Why is Gentia not in this list? I hear you ask.

Gentia have been acquired by a company called 'Open Ratings'. If you go to www.gentia.com you will be re-directed to balancedscorecard.com. And all the documentation you will find there is about the implementation of balanced scorecards and the applications sold by 'Open Ratings'. It is not at all clear if you can buy Gentia separately from buying the applications. So I've left it out of this discussion. If you want to buy a balanced scorecard applications feel free to go to balancedscorecard.com.

A004. What ETL tool should I buy for my DW?

Let's start with what not to buy.

Don't buy PL/SQL and think you can write all your ETL in it. I can't believe the number of Oracle DBAs who think that anything you need to do can be done in PL/SQL. I think that when people do the Oracle DBA classes they must get 'inoculated' with the PL/SQL needle so that they are allergic to anything else.

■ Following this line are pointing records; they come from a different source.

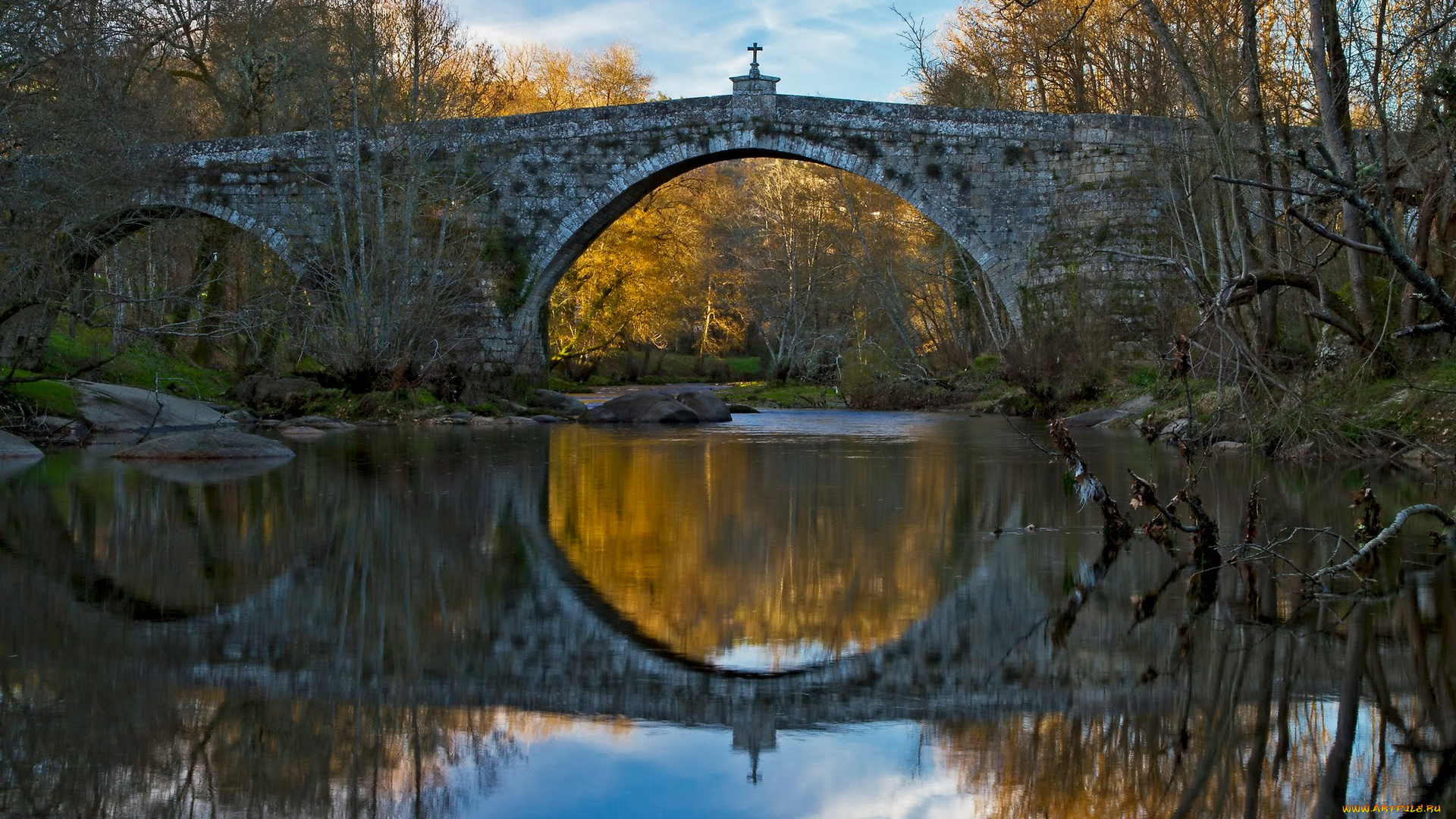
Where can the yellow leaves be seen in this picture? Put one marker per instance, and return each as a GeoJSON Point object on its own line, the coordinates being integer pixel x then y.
{"type": "Point", "coordinates": [538, 77]}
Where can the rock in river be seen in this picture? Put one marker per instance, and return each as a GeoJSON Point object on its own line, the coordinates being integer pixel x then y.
{"type": "Point", "coordinates": [127, 409]}
{"type": "Point", "coordinates": [644, 407]}
{"type": "Point", "coordinates": [17, 447]}
{"type": "Point", "coordinates": [206, 445]}
{"type": "Point", "coordinates": [708, 406]}
{"type": "Point", "coordinates": [558, 403]}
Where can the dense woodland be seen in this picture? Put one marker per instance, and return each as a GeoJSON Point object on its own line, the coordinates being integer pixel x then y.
{"type": "Point", "coordinates": [1310, 242]}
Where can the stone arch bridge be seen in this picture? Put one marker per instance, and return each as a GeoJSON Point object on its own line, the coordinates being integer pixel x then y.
{"type": "Point", "coordinates": [1028, 196]}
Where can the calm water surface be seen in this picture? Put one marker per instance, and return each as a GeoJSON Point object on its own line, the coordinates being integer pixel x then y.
{"type": "Point", "coordinates": [797, 614]}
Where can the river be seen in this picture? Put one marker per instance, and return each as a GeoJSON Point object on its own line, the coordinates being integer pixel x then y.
{"type": "Point", "coordinates": [799, 614]}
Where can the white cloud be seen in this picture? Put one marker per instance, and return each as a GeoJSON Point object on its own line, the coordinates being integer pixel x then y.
{"type": "Point", "coordinates": [820, 47]}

No other database DBAs I meet are anything like as fixated on writing stored procedures in the database language.

Stored procedures, today, are hard to write, hard to read, hard to maintain, destroy your ability to understand data heritage, and completely and totally lock you into the database engine for ever and ever amen. Not that anyone actually moves hardware or database once the system is installed which was the whole 'purpose of open systems' as it was preached to me in the early 80s.

You would be better off with Cobol, C, Perl or any popular programming language than you are with PL/SQL.

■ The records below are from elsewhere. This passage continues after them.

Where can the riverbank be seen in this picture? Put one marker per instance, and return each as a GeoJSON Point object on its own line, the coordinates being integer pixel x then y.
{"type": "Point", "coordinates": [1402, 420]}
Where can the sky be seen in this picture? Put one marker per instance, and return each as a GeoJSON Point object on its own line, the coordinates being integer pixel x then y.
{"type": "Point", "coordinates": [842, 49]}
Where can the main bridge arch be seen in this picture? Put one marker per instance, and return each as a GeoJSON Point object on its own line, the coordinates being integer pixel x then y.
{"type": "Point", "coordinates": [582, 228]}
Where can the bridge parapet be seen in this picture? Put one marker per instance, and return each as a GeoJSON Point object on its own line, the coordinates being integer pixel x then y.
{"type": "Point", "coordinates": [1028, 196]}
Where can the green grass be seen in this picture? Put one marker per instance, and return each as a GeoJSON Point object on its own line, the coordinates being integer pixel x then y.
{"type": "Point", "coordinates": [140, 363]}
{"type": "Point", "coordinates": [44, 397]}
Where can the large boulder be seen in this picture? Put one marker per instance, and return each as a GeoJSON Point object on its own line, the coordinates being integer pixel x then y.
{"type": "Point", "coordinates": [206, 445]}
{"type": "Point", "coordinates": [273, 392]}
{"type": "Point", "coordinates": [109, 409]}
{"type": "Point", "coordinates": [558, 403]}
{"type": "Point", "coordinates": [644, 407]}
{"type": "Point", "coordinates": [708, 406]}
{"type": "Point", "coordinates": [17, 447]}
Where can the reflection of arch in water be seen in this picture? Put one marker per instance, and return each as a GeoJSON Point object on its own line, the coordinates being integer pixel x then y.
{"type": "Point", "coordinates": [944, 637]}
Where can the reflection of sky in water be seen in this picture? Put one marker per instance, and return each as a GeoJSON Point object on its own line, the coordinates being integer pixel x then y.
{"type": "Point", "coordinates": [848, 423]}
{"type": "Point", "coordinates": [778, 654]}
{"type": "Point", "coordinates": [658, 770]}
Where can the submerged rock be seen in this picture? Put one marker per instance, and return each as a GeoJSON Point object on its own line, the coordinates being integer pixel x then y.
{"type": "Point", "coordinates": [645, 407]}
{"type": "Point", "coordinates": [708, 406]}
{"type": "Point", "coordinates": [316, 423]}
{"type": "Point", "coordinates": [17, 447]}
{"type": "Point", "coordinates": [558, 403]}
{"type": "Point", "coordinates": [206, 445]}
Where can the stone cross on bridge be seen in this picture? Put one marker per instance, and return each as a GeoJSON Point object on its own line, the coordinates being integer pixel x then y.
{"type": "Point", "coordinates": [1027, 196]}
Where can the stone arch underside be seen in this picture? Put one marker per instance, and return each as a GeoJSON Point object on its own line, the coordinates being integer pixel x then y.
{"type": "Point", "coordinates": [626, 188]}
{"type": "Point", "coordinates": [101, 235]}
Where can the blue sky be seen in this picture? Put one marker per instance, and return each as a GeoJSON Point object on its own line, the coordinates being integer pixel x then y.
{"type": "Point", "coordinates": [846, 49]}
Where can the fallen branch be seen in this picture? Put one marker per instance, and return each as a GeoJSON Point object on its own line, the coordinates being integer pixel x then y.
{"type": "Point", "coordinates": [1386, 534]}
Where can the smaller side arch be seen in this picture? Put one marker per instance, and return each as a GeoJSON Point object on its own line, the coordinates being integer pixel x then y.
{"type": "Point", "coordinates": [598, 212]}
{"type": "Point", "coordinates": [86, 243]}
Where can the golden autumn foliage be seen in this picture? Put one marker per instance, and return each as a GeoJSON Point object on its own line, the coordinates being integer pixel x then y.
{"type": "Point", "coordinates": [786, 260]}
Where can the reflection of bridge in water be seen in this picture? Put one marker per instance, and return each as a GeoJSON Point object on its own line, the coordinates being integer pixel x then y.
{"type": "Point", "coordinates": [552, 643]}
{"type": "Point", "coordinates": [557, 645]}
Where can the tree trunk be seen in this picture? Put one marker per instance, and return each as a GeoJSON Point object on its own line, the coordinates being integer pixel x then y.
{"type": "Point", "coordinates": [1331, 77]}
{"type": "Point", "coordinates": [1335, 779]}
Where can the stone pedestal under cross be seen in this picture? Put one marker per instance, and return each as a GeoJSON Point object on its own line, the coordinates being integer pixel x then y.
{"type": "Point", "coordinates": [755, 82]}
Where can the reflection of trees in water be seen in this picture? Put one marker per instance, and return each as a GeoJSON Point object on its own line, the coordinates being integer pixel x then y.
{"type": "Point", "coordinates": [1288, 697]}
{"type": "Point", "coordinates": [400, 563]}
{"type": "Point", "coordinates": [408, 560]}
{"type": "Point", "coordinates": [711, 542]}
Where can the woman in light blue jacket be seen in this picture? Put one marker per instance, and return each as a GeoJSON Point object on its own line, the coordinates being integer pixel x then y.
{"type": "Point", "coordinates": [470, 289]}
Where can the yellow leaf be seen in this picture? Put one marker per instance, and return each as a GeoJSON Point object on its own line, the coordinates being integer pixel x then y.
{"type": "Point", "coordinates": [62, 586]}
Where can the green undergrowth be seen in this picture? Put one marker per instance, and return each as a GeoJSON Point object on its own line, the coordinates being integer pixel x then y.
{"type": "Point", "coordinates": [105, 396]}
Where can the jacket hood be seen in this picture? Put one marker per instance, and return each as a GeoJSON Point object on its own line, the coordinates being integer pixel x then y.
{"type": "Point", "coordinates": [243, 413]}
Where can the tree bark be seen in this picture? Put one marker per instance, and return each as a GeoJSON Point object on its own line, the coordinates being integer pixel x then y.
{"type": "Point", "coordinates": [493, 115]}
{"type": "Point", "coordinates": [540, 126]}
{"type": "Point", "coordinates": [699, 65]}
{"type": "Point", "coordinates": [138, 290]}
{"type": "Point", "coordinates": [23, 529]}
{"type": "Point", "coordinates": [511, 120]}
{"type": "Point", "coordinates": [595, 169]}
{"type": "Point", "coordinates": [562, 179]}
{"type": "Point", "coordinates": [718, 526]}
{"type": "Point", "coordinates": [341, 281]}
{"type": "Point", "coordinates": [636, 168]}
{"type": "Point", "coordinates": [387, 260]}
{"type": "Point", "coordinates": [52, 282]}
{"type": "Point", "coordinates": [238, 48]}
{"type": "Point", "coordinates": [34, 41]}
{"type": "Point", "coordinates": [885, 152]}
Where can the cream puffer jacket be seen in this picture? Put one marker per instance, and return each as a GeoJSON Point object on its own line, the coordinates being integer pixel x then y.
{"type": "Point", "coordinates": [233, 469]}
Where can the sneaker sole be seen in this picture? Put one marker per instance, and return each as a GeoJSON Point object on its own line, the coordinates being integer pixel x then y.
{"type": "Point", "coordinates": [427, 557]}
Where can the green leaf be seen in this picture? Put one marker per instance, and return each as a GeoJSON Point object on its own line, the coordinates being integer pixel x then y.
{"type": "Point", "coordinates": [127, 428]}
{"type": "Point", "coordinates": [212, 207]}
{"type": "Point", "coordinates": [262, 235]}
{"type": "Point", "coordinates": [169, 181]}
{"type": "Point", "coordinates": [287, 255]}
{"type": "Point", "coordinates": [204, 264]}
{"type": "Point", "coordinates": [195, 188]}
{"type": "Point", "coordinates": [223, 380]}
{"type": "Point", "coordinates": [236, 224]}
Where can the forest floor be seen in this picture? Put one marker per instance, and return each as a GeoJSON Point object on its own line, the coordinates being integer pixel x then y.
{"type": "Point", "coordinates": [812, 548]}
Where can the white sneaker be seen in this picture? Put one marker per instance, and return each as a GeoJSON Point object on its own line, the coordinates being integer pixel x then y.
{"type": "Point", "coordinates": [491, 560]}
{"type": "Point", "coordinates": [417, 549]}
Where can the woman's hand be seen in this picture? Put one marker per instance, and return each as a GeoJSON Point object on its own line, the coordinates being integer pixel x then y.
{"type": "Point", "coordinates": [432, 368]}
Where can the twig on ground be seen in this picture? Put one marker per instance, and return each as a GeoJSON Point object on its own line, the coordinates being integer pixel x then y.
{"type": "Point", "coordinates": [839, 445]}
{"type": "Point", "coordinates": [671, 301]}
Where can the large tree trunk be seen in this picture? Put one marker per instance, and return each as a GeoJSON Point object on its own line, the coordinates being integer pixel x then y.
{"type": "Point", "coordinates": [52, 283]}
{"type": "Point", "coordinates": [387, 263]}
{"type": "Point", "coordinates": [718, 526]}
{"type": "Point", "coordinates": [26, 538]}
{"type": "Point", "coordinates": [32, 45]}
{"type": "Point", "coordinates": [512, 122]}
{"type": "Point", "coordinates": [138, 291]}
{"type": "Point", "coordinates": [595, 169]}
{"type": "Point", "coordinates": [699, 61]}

Let's go to what to think about.

All the ETL tool vendors want to sell you their tool. I did when I worked for Ardent. You can't blame a vendor for trying to sell you their wares.

My own opinion is that it is only the 'lunatic fringe' who are going to build anything remotely complicated without some kind of ETL tool. Unfortunately, I think that still puts more than 50% of all installed data warehouses into the 'lunatic fringe' category. When I was working at Ardent the major competitor our sales reps had was not Informatica, it was the Oracle DBA who believed PL/SQL can to anything an ETL tool can do better and faster.

I personally believe that every sizable data warehouse project should be implemented using the tools available today, despite the fact that they still have their limitations.

That doesn't mean you have to buy it right up front though. You have to decide how you are going to approach the project. You need to decide if you are going to build your data warehouse 2 or more times or whether you are only going to build it once. That is not as strange as it sounds. If you plan to build it a couple of time, using prototypes and small subject areas you might want to delay the purchase of an ETL tool until you know more about what it is you are going to build and learn how to build it. You can delay the learning curve on the tool so that you can focus on getting your pilot projects working. I don't recommend you believe any ETL tool vendor that says you can go on a class for a day or two and go back to your office and build a data warehouse with it. Most of these tools are very easy to use to do simple things and way more difficult to use to do something complicated. I know because I am well versed in both Informatica and DataStage. For example, on a recent project the most difficult mapping took a very knowledgeable informatica developer 10 days to write and then we took another 5 days to test it and get it working. 15 days to write/test a very difficult mapping is still a long time. Without the level of skill that we were applying it would be unlikely that we could ever had written that mapping.

If you plan to build your data warehouse only once, and you want to write the correct code that will be scalable and robust into the future don't plan on writing this code yourself. Get someone with good experience in whichever tool you select. Those people will cost you good money but the good ones are well worth it. Setting up standards for a new site and implementing the early releases of the data warehouse was 'bread and butter' consulting for consultants at Ardent as well as at our business partners. Projects where we could set up the standards before a line of code was written always went better than the projects where the customers 'saved money' by reading the manuals, not going to the training and not getting help getting started. It is pretty much like buying a C++ compiler, reading the manual and believing you are ready to write applications. It just isn't like that, and never has been.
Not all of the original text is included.